Le soulèvement, ou lift-off, des couches de photorésine et de métaux a ensuite été fait. Les échantillons ont été placés dans des bains de solution décapante ''Remover PG'', chauffé à 80ºC, et d'acétone, en alternance, jusqu'à ce que la majeure partie de la couche métallique pèle. Cette étape est longue car la couche métallique est bien imbriquée dans les pics de b-Si. Il n'est pas suffisant de simplement attendre la dissolution de la résine pour décoller le dépôt. L'échantillon implanté à basse énergie et haute fluence a été placé une heure dans le bain à ultrason pour aider à détacher le métal. Cependant, cela a endommagé le substrat : une partie des pics de b-Si s'est détachée (identifiable au microscope par des points gris sur la surface noire de l'échantillon). Les autres échantillons n'ont donc pas été plus de 5 minutes dans le bain à ultrason, et les couches tenaces ont été enlevées par jet d'eau et d'azote. Certaines diodes présentent encore des bouts métalliques autres que le motif de contact, mais leur superficie est négligeable et ne risque pas d'affecter les performances.

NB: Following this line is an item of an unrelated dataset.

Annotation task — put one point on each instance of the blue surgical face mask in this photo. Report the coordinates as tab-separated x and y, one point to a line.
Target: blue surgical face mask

Par la suite, le contact sur le dessous des échantillons s'est fait directement par évaporation à l'EBPVD en utilisant les mêmes métaux et les mêmes épaisseurs que le contact supérieur.

2.1.4 Découpe des échantillons

Après la fabrication des contacts, les échantillons ont été découpés par une scie ADT Provectus 7100. Ils ont été découpés de manière à laisser une bordure de 1mm autour du motif, donnant donc un carré de 7,1 × 7,1 mm correspondant à un recouvrement de l’électrode de 15,5 % de la surface totale. Deux échantillons ne respectent pas ces dimensions: à cause d’une erreur de programmation de la coupe, l’échantillon de contrôle mesure 7,1 × 5,0 mm. L’échantillon implanté à basse énergie et moyenne fluence mesure 5,1 mm × 6.81 mm car une partie du contact métallique dépassait dans le silicium cristallin. Une épaisse couche de résine a été appliquée par rotation sur les échantillons avant de les découper pour protéger leur surface de l’eau poussiéreuse produite. Finalement, les échantillons ont été méticuleusement nettoyés avant de prendre les mesures. Le nettoyage recommandé par le fabricant de la résine consiste en un rinçage à l'acétone, deux bain successifs de 10 minutes dans le Remover PG chauffé à 80ºC, un bain de 7 minutes dans de l'IPA, un rinçage à l'eau dé-ionisée et un séchage à l’azote.

Finalement, un petit support a été fabriqué pour maintenir le photodétecteur en place et pour connecter des fils aux deux électrodes. Le dos du détecteur repose sur une plaque de cuivre tandis qu'une pointe de cuivre munie d'un petit ressort est abaissée au centre de la bande large de l’électrode. Le tout est monté sur une plaque de plastique. Ce support permet de faire les mesures des caractéristiques électriques selon diverses conditions d'illumination.